Geçen gün bir komşumuzun taziyesine gittim. Kendisini bir kez daha rahmetle anarken yakınlarına da tekrar başsağlığı diliyorum. Biliyorsunuz taziyeyi idare eden mollalar sadece taziye çadırına gelen kişilere Fatiha demekle görevliymişler gibi  “Fatiha” demekten başka bir şeylerden pek fazla bahsetmezler. O da gelen gidenin çokluğundan olsa gerek. Arada uzun bir zamanı olunca de bazı benim gibi kravatlıları, zengin ve tanınmışları da görünce kendi bilgeliklerini ispatlarcasına,  bazı ayetlerden ve hadislerden bahsederler, yorumlarlar. İşte böyle bir arada Molla Efendi: “Ey cemaat,  bu gün Cuma akşamıdır. Günlerin en hayırlısı Cuma, ayların da en hayırlısı Ramazan ayıdır” dedi. “Allah her Cuma akşamı günahkâr kullarının günahlarını bağışlar.” dedi. Buraya kadar bir diyeceğim yok, sorulması gereken sorularım olsa da kendimce susmayı tercih ettim. Asıl ondan sonra kafamda bir sürü soru belirdi. Akşamdan beri elimde kâğıt kalem ha bire hesap yapıyorum ve bir türlü işin içinden çıkamıyorum. Molla; peşine devam etti. “ Allah her Cuma akşamı bir saniyede, yanlış anlamayın bir saniyede tam 600.000 (Alt yüz bin) kulunun günahlarını bağışlıyor.

          İşte Cuma günü böylesine mübarek bir gündür.”  

Ben hemen kafamda dakikaları saniyeye, saatleri dakikalara,  haftaları günlere,   yılları aylara çevirmeye başladım. Hocaya da taziyenin saygınlığından dolayı soramadım. Bir de sizlere sorayım dedim.  Durmadan hesap yapıp duruyorum. Kendi hesabıma şaşırıp duruyorum. Üstelik fen okudum ayıp olmasın ama hesabım da fena değil.Şimdi bakın Allah bir saniyede 600.000 kulunun günahını bağışladığına göre, bir dakika 60 saniyedir. 60x600.000=360.000.000 (Üç yüz altmış milyon) eder. Yani bir dakikada üç yüz altmış milyon kulun günahı bağışlanır demektir. Bir saat 60 (Altmış) dakikadır.  Yani bir saatte 60X360.000.000= 21.600.000.000 (yirmi bir milyar altı yüz milyon) eder. Bu ne demek! Yani Allah bir saatte yirmi bir milyar altı yüz milyon günahkâr kullarının günahını bağışlıyor. Bir gün de 24 saat olduğuna göre 24 X 21.600.000.000 = 518.400.000.000 (Beş yüz on sekiz milyar dört yüz milyon) günahkâr kulun günahları bağışlanıyor. Allah sadece gece ya da gündüz bu günahları bağışlasa o zaman da 259.200.000.000 kullarının günahını bağışlar demektir. Artık bunun ayını, yılını da varın siz düşünün, siz hesaplayın.Dünya nüfusu yaklaşık 7 milyardır. Bunun bir buçuk iki milyara yakını Müslümandır. Bu durumda bırakalım Müslümanları,  yeryüzünde günahkâr kul yoktur,  olmayacak bu hesaba göre…  
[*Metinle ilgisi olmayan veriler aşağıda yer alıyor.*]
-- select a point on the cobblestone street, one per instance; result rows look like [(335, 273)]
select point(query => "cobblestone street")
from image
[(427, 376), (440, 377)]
        Evet, tövbe kapısı her zaman,  gece gündüz, her saniye açıktır. Ancak Eğer Allah bir saniyede 600.000 günahkâr kulunun günahını bağışlarsa, tövbe kapısı sonsuza dek ardına kadar açık kalsa da, kimse o kapıya gitmeyecek demektir. Çünkü günahkâr kul kalmamıştır.  Haydi, bırakalım sadece günahkâr kulları, bir buçuk milyar Müslüman her gün tövbesini bozsa da yine bu rakamı tutturmak mümkün değil. Ya ben hesap bilmiyorum, ya da Molla sayıları bilmiyor.  Biliyorum başta mollalar olmak üzere birçok kişi bana kızacaktır ama ne yapayım kafamdaki sorulara cevap bulamadan da rahat edemiyorum. Bana verilen her sorunun mantıksız cevabından yeni bir soru çıkıyor. Buna cevap ararken de bu sefer de dinsiz, imansız ilan diliyorum.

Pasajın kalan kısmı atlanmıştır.